A year ago today, my friend Alexander Litvinenko died in a London hospital, leaving behind a wife and young son. Sasha was poisoned by a tiny nuclear device containing polonium-210 — which, the British Crown Prosecution Service concluded, was planted on him by Russian secret agents. In its way, his murder was an act of state-sponsored terrorism.

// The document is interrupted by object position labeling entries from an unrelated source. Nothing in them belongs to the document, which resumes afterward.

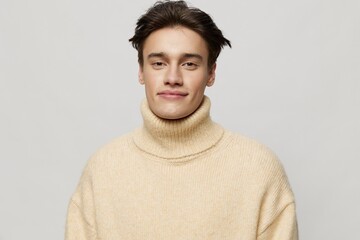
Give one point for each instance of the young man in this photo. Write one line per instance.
(181, 176)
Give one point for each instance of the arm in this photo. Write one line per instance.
(77, 228)
(283, 227)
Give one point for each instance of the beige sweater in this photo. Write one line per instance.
(185, 179)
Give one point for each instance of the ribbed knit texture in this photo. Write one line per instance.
(186, 179)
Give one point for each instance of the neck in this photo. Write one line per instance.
(178, 139)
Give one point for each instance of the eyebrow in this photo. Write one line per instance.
(185, 55)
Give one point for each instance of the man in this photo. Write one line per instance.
(181, 176)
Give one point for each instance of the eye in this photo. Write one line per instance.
(190, 65)
(158, 65)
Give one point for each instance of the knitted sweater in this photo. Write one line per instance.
(184, 179)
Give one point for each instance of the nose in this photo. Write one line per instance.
(173, 76)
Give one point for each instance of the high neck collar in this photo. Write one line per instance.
(177, 139)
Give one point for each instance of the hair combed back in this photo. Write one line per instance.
(178, 13)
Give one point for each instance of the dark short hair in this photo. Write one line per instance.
(177, 13)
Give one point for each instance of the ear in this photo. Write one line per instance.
(212, 74)
(141, 75)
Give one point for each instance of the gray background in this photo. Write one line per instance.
(69, 85)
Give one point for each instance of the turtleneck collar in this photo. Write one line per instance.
(177, 139)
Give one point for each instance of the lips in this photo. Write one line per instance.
(172, 93)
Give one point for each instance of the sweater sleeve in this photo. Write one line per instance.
(77, 228)
(283, 227)
(80, 223)
(277, 219)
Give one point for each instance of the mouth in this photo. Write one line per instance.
(170, 94)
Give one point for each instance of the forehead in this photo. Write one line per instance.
(175, 41)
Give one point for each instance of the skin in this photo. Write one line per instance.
(175, 71)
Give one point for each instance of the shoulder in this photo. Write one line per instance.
(251, 150)
(111, 154)
(255, 159)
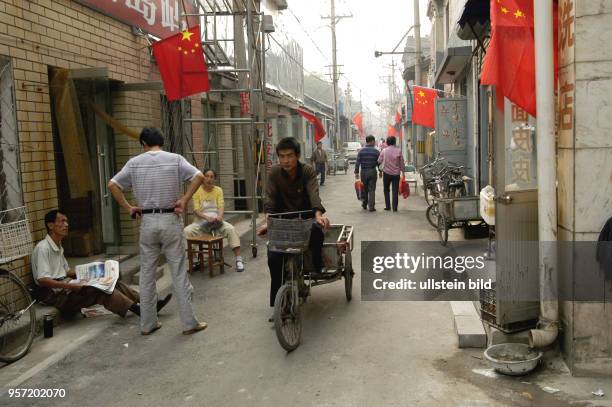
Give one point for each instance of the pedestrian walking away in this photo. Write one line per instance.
(392, 163)
(156, 178)
(319, 161)
(367, 161)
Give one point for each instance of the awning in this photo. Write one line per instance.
(454, 60)
(474, 19)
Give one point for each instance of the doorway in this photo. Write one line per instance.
(84, 159)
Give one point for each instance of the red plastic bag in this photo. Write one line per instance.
(359, 189)
(404, 188)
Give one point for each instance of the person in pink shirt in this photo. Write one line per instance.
(392, 167)
(382, 145)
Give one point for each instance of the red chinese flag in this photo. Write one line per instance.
(424, 106)
(510, 60)
(392, 131)
(181, 64)
(358, 122)
(319, 129)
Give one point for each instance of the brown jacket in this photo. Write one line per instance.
(284, 194)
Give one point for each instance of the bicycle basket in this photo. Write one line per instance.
(288, 233)
(15, 236)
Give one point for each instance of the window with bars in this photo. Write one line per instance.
(11, 195)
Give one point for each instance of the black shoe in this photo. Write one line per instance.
(135, 308)
(162, 303)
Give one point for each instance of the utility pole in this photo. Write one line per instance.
(392, 89)
(349, 111)
(335, 19)
(417, 131)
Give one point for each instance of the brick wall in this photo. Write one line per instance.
(39, 34)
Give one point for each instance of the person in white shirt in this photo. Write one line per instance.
(156, 178)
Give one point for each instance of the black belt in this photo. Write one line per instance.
(157, 210)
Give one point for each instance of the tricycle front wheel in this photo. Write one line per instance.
(287, 318)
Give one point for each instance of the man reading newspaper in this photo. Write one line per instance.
(96, 284)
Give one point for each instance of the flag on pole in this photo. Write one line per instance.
(510, 60)
(392, 131)
(181, 64)
(319, 129)
(424, 106)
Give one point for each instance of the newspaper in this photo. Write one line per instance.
(101, 275)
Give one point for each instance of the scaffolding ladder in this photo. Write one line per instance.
(212, 14)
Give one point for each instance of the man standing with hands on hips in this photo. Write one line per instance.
(156, 178)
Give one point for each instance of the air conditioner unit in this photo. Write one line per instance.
(280, 4)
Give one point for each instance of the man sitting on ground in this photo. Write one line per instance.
(52, 273)
(209, 207)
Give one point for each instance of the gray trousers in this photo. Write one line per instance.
(368, 177)
(163, 233)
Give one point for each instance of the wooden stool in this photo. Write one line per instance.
(206, 244)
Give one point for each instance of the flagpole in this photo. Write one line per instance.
(420, 158)
(546, 172)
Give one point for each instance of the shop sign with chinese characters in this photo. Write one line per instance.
(157, 17)
(451, 129)
(567, 73)
(521, 165)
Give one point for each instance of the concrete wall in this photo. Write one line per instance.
(39, 34)
(585, 168)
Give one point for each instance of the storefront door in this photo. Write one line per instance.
(516, 216)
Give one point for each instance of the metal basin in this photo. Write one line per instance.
(514, 359)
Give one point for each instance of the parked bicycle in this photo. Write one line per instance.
(17, 314)
(450, 182)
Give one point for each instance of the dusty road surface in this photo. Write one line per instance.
(352, 354)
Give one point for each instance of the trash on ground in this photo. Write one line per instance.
(486, 372)
(550, 390)
(95, 311)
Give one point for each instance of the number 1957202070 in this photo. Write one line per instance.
(36, 393)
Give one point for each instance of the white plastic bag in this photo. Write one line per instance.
(487, 204)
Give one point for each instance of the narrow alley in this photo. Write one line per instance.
(344, 358)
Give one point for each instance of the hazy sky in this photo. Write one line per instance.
(375, 25)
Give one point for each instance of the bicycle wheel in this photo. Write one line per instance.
(427, 196)
(432, 215)
(348, 275)
(287, 318)
(17, 318)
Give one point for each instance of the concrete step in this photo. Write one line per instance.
(468, 326)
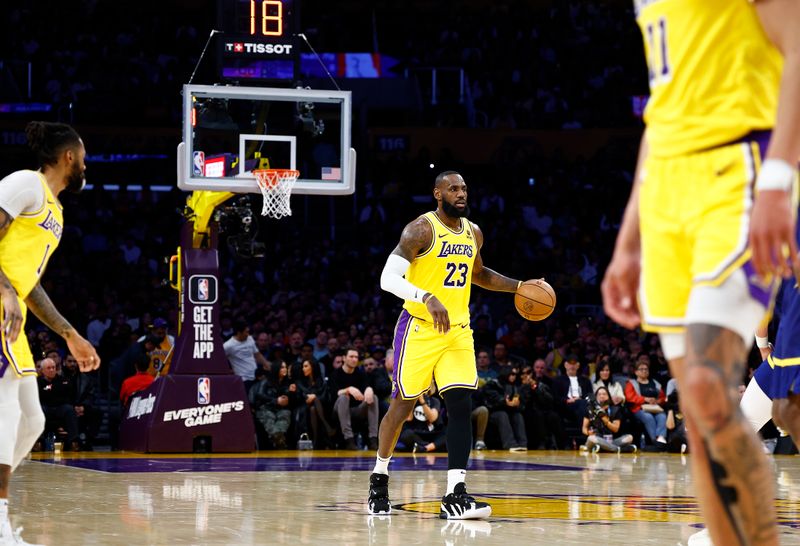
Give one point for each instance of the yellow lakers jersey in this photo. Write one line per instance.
(714, 74)
(445, 270)
(30, 241)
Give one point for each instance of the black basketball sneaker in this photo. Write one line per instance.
(378, 501)
(460, 505)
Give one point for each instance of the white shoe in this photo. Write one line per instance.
(701, 538)
(11, 537)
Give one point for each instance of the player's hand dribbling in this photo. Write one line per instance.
(441, 318)
(12, 315)
(619, 288)
(772, 231)
(84, 352)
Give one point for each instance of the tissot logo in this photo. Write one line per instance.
(267, 49)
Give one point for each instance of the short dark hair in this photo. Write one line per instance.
(49, 140)
(442, 175)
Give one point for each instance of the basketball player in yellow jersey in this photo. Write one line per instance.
(30, 229)
(439, 254)
(709, 227)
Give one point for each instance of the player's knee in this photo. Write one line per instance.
(705, 396)
(9, 420)
(458, 402)
(33, 423)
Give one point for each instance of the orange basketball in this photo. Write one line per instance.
(535, 299)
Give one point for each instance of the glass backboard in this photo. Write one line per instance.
(229, 131)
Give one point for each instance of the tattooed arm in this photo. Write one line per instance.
(485, 277)
(84, 352)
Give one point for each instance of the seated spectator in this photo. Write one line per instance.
(570, 390)
(677, 441)
(272, 405)
(541, 418)
(243, 354)
(486, 369)
(644, 396)
(55, 396)
(542, 372)
(83, 387)
(505, 409)
(313, 394)
(424, 429)
(604, 379)
(601, 426)
(355, 400)
(138, 382)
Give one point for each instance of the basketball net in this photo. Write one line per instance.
(276, 187)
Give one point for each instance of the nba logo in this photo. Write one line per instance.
(199, 164)
(203, 390)
(202, 289)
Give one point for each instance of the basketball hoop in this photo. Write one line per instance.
(276, 187)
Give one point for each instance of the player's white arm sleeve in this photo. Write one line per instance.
(392, 279)
(21, 191)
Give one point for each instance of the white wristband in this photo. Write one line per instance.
(775, 174)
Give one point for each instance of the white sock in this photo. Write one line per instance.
(455, 476)
(382, 465)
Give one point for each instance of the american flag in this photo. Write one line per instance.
(331, 173)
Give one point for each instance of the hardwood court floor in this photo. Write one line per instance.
(318, 498)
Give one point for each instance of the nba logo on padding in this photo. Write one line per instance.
(203, 289)
(203, 390)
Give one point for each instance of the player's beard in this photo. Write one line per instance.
(453, 211)
(76, 179)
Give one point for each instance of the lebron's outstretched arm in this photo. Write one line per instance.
(84, 352)
(488, 278)
(773, 219)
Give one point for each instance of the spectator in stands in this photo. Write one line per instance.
(644, 397)
(601, 426)
(264, 345)
(83, 386)
(55, 396)
(570, 391)
(314, 396)
(504, 401)
(501, 358)
(424, 429)
(604, 379)
(355, 401)
(271, 402)
(543, 424)
(542, 372)
(486, 370)
(243, 354)
(138, 382)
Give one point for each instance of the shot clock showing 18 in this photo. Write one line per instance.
(535, 299)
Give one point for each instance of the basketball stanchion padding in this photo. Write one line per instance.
(276, 187)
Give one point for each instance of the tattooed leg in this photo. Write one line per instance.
(735, 485)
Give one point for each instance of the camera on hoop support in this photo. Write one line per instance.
(238, 221)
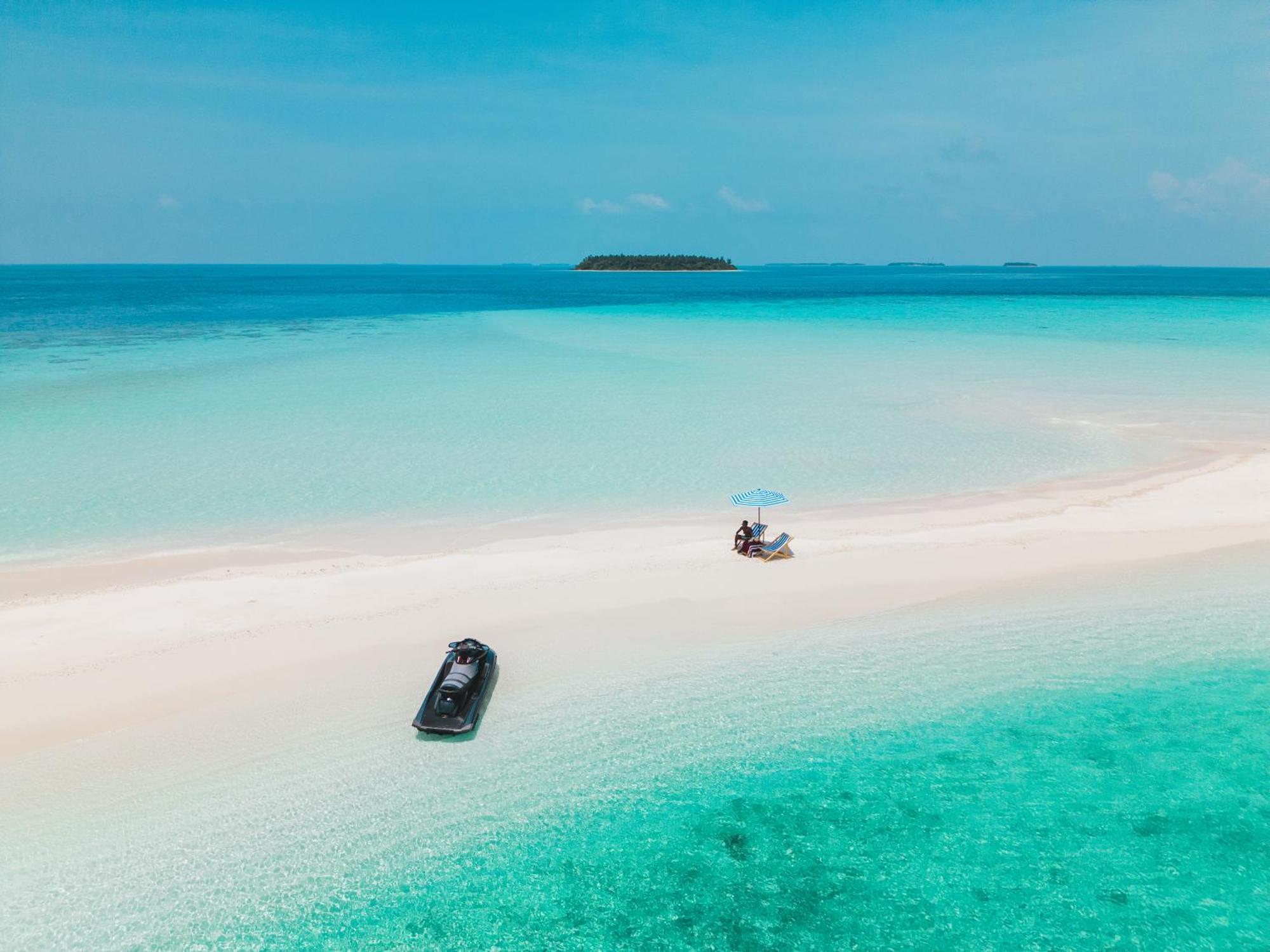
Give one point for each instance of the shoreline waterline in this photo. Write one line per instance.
(96, 648)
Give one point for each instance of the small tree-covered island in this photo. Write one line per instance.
(655, 263)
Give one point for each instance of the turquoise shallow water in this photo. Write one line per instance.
(185, 406)
(1076, 766)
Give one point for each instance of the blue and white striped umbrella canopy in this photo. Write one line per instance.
(760, 498)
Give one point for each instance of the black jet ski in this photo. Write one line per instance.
(460, 691)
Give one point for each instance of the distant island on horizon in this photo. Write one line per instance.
(655, 263)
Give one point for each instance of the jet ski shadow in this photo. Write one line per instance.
(425, 738)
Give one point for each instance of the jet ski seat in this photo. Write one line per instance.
(460, 676)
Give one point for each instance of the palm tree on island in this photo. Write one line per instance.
(655, 263)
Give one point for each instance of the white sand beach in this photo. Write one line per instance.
(96, 648)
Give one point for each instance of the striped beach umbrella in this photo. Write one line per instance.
(760, 498)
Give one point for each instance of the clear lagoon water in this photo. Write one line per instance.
(150, 407)
(1080, 765)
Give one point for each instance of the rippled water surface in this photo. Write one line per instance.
(1076, 766)
(182, 406)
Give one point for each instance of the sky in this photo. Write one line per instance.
(448, 133)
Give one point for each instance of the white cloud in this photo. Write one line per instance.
(970, 150)
(647, 200)
(741, 204)
(604, 206)
(639, 200)
(1233, 190)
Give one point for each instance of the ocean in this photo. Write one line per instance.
(147, 408)
(1075, 764)
(1026, 770)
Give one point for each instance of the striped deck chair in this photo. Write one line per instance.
(778, 549)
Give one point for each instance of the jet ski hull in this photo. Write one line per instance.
(468, 708)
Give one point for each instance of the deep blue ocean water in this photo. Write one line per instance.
(1078, 766)
(150, 407)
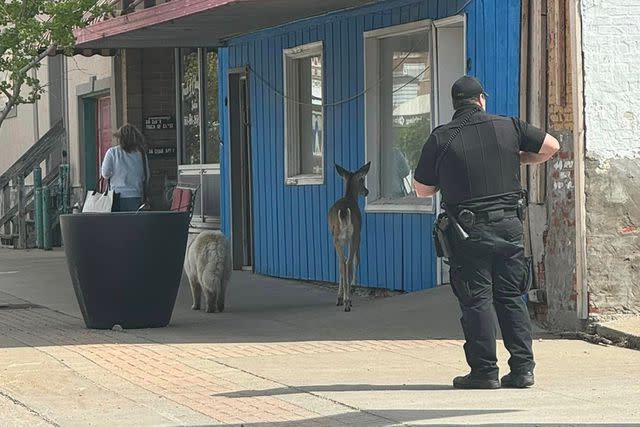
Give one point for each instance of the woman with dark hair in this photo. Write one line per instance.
(127, 168)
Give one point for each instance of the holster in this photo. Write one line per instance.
(444, 248)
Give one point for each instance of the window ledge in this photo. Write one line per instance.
(398, 206)
(305, 180)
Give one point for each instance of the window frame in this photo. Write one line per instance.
(292, 115)
(201, 219)
(374, 203)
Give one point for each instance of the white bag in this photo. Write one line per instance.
(99, 202)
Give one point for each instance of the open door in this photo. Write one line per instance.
(450, 64)
(239, 138)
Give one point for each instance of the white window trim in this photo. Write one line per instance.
(290, 109)
(373, 203)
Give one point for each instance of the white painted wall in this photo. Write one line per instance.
(611, 45)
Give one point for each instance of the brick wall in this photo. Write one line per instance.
(611, 42)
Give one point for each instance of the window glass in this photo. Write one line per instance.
(405, 109)
(212, 143)
(190, 99)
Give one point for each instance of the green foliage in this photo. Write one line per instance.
(29, 29)
(410, 139)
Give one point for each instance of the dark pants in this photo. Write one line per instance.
(488, 274)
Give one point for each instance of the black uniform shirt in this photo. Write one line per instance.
(483, 160)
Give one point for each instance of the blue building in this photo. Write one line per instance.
(302, 87)
(377, 79)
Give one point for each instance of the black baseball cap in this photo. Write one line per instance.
(466, 87)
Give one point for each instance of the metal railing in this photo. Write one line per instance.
(26, 208)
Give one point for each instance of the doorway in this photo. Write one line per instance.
(96, 124)
(239, 138)
(103, 130)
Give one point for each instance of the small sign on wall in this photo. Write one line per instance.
(159, 122)
(162, 152)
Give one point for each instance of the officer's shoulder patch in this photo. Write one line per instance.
(438, 128)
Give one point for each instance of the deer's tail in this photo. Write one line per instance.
(344, 216)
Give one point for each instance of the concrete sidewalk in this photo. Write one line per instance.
(282, 355)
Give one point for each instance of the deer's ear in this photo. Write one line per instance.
(364, 169)
(342, 171)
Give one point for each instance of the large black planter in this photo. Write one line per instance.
(125, 266)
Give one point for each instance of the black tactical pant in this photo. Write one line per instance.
(488, 272)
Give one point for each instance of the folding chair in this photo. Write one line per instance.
(183, 198)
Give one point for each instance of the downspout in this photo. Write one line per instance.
(582, 290)
(36, 117)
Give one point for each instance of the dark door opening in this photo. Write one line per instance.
(239, 137)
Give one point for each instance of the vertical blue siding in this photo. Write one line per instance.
(291, 237)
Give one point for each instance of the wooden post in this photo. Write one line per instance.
(6, 205)
(22, 220)
(46, 220)
(37, 204)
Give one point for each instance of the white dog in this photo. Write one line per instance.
(208, 267)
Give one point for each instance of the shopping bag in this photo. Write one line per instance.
(96, 201)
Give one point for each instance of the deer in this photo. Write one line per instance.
(345, 224)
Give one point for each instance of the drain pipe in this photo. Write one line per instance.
(582, 290)
(36, 118)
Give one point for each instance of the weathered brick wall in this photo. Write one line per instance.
(553, 223)
(611, 41)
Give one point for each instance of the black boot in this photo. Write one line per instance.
(470, 382)
(518, 380)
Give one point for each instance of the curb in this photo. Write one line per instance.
(628, 340)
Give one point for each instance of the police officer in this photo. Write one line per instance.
(475, 162)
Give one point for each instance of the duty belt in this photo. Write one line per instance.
(468, 218)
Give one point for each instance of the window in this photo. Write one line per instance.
(190, 96)
(212, 144)
(402, 104)
(304, 119)
(199, 130)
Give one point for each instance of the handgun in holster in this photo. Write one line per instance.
(440, 238)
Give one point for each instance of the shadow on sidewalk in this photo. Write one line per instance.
(382, 417)
(334, 388)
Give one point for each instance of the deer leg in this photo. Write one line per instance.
(342, 281)
(354, 250)
(196, 292)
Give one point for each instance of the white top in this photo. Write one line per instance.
(125, 171)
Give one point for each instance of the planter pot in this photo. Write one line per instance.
(125, 266)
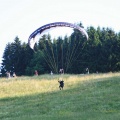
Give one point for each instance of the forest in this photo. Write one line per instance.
(100, 54)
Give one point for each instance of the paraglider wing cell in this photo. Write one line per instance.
(32, 41)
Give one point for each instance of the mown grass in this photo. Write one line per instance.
(85, 97)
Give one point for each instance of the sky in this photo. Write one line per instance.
(21, 17)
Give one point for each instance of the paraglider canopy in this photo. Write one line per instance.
(32, 41)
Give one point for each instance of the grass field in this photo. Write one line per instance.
(85, 97)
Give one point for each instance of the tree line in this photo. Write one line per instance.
(101, 53)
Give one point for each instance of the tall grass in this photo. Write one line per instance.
(85, 97)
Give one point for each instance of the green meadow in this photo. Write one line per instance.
(84, 97)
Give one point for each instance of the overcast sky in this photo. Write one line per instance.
(21, 17)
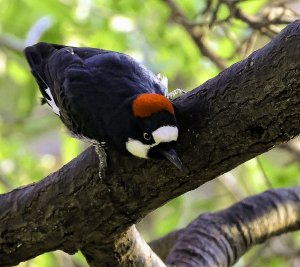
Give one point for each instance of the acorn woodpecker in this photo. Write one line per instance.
(108, 98)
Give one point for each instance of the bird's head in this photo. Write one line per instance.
(156, 129)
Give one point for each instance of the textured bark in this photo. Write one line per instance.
(244, 111)
(221, 238)
(128, 249)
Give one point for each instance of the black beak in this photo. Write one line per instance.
(172, 156)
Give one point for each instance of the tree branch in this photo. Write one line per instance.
(246, 110)
(221, 238)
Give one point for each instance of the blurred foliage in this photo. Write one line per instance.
(33, 143)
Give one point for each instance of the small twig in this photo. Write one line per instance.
(266, 177)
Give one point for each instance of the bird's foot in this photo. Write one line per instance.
(100, 150)
(175, 93)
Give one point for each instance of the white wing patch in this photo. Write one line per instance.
(137, 148)
(51, 102)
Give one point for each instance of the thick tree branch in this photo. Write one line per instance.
(246, 110)
(220, 239)
(128, 249)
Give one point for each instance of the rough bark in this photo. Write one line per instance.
(244, 111)
(221, 238)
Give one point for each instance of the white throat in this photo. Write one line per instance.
(163, 134)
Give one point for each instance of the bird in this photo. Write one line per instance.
(107, 98)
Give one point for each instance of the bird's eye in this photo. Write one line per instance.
(147, 136)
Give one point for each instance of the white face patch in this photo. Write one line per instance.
(163, 134)
(137, 148)
(51, 101)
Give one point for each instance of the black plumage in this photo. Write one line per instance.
(92, 90)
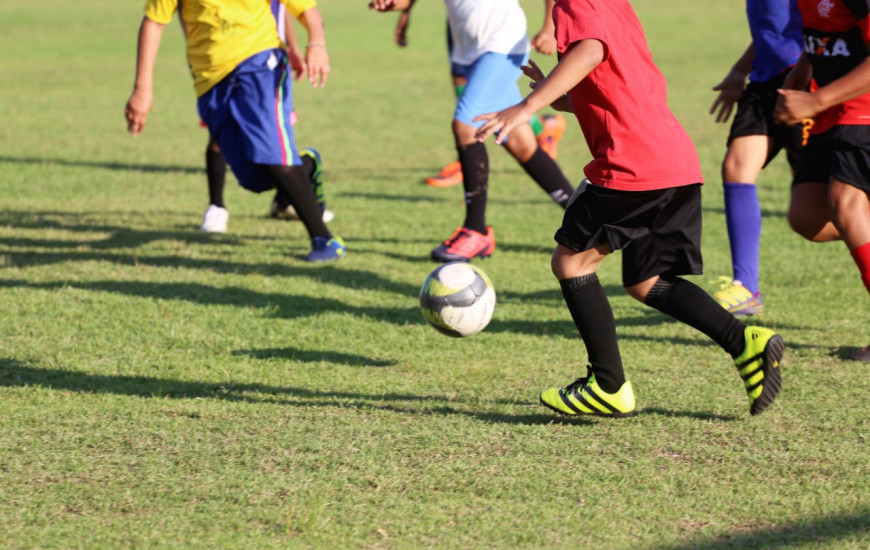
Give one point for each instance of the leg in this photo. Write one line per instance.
(216, 171)
(473, 238)
(523, 146)
(809, 215)
(216, 216)
(605, 390)
(850, 210)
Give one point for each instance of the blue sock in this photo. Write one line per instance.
(743, 217)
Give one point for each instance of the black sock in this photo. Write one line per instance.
(687, 303)
(308, 166)
(475, 178)
(216, 171)
(291, 181)
(593, 317)
(549, 177)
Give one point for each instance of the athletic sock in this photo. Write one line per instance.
(687, 303)
(537, 125)
(743, 218)
(549, 177)
(475, 178)
(593, 318)
(861, 255)
(292, 182)
(216, 171)
(308, 166)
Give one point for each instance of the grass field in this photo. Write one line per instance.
(164, 388)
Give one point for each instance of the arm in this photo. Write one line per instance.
(793, 106)
(389, 5)
(800, 75)
(294, 52)
(315, 52)
(545, 39)
(731, 87)
(575, 65)
(139, 104)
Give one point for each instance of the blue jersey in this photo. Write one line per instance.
(775, 26)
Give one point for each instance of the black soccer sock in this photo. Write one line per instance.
(475, 178)
(593, 318)
(216, 171)
(291, 181)
(687, 303)
(549, 177)
(308, 166)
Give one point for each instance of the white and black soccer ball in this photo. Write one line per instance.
(457, 299)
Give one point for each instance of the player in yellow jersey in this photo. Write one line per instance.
(241, 77)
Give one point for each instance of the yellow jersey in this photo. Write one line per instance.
(223, 33)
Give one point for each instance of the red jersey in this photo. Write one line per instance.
(836, 35)
(636, 142)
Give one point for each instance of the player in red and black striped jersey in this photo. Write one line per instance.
(830, 197)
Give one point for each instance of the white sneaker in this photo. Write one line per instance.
(289, 213)
(215, 220)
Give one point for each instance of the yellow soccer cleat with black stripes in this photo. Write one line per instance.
(585, 397)
(758, 366)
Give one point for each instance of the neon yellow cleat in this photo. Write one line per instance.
(738, 299)
(584, 397)
(758, 366)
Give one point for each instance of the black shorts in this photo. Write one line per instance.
(755, 117)
(843, 152)
(659, 232)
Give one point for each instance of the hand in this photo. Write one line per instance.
(382, 5)
(298, 68)
(317, 61)
(730, 90)
(136, 111)
(545, 41)
(793, 106)
(401, 36)
(502, 122)
(533, 72)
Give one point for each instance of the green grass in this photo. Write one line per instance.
(164, 388)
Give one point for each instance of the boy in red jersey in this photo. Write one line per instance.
(829, 197)
(642, 195)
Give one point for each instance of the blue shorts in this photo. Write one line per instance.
(491, 86)
(248, 114)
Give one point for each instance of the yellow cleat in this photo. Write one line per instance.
(758, 366)
(585, 397)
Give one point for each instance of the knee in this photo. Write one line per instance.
(805, 223)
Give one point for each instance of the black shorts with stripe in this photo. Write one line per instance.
(754, 117)
(842, 152)
(658, 232)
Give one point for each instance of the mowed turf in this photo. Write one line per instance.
(164, 388)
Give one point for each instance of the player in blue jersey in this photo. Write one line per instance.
(755, 139)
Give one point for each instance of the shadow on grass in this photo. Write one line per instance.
(281, 305)
(103, 165)
(14, 373)
(687, 414)
(309, 356)
(809, 532)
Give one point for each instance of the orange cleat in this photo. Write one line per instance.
(449, 176)
(548, 139)
(464, 245)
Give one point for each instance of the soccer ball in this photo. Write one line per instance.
(457, 299)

This is nothing new for Russia. The KGB has long used terrorist tactics and worked closely with organizations like Yasser Arafat’s PLO. The year before, in July 2005, Sasha wrote in a confidential report prepared for a special commission of the Italian Parliament investigating KGB activities in Italy that, “Until recently the KGB had been in charge of all international terrorism.” The manner of his death suggests that Russia today, under the leadership of former KGB lieutenant colonel Vladimir Putin, is up to its old tricks.
The KGB’s forerunner, the Cheka (later NKVD), was created by Lenin and Felix Dzerzhinsky expressly to eliminate Russia’s aristocracy, intellectuals and dissidents — anyone who threatened the Soviet state from the inside. Under Stalin, the NKVD started to murder its opponents abroad: Ignatz Reiss near Lausanne in 1937, Yevhen Konovalets in Amsterdam in 1938, Leon Trotsky in Mexico in 1940. In 1953, the Soviet secret service tried to kill Marshal Tito in Belgrade.